- Nie możesz tego zrobić mamo! ?-ryknęłam na cały dom do mojej rodzicielki i pobiegłam po schodach do swojego pokoju, zatrzaskując za sobą drzwi z hukiem. Moi rodzice, przepraszam, moja mama mnie już totalnie denerwuje. Patrzy tylko na siebie.

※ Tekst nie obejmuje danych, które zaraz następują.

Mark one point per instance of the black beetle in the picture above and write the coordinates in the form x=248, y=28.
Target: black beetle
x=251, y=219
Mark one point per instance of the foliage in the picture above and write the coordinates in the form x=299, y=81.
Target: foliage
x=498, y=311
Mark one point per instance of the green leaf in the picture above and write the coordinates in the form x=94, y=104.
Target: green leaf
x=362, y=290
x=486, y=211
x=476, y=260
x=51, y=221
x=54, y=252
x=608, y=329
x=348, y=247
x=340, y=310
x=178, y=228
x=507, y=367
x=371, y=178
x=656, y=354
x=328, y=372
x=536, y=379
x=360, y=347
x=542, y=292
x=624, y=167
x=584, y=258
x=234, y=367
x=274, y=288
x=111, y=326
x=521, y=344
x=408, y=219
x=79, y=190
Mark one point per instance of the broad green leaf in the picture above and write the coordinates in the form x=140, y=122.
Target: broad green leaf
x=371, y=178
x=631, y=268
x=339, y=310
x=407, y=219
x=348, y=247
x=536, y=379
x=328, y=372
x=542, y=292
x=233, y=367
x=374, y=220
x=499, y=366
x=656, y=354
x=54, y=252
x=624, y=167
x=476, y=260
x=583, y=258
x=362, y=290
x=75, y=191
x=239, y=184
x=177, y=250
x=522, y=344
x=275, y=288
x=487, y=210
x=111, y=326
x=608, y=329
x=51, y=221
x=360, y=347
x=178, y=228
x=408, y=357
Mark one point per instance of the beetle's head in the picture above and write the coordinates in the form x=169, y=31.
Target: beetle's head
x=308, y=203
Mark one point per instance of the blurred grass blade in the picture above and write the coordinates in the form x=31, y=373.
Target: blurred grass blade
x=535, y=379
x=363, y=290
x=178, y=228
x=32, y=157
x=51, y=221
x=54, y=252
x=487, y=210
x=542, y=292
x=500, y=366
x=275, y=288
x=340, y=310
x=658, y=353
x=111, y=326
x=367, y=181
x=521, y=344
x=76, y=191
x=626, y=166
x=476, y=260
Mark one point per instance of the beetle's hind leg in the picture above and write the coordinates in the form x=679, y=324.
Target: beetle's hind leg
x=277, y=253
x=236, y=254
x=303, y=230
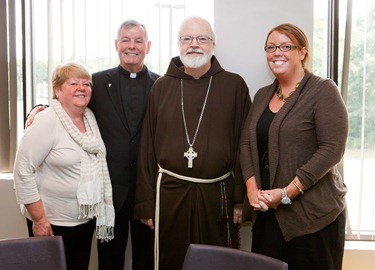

Ale może zacznę od początku. Nazywam się Andzia Lewandowska i mam 14 lat. Moi rodzice się rozwiedli i mieszkam aktualnie w Szczecinie przy ulicy Sielickiego 3. Mój dom nie jest za duży - ma dwa piętra, to znaczy parter, pierwsze piętro i poddasze, gdzie mam swój pokój no i jak każdy dom jednorodzinny- ogród z tarasem. Po prostu wymarzone życie, ale niestety nie na długo, bo moja kochana mamunia przed chwilą mnie poinformowała, że czeka nas przeprowadzka do Katowic. Dlaczego? Nie wiem. Nie podała konkretnego powodu; a szkoda. Nie warto nawet przekonywać mojej
matuli, by zostać tu, na północy, bo przecież wiadomo - każdy rodzic musi postawić na swoim, to wiadome, ale my nastolatki często nie zgadzamy się z ich decyzjami. Tak samo jest i w moim przypadku. Wyprowadzka na drugi koniec Polski to nie jest dobry pomysł. Szczególnie dla mnie. Zostawię przyjaciół, szkołę, nauczycieli, a tam pal licho naszych psorków! Będzie mi ich najmniej brakować.
Teraz najważniejsze, co trzeba zrobić to zacząć się pakować. Normalnie wymarzony koniec roku szkolnego. Za tydzień koniec II semestru, a ja zamiast spędzić go z moimi przyjaciółmi, których niedługo opuszczę, będę musiała wkładać do kartonów moje rzeczy- książki, ciuchy i inne rzeczy
z mojego pokoju, by je potem schować do dużej ciężarówki i wyjechać na południe. Ech?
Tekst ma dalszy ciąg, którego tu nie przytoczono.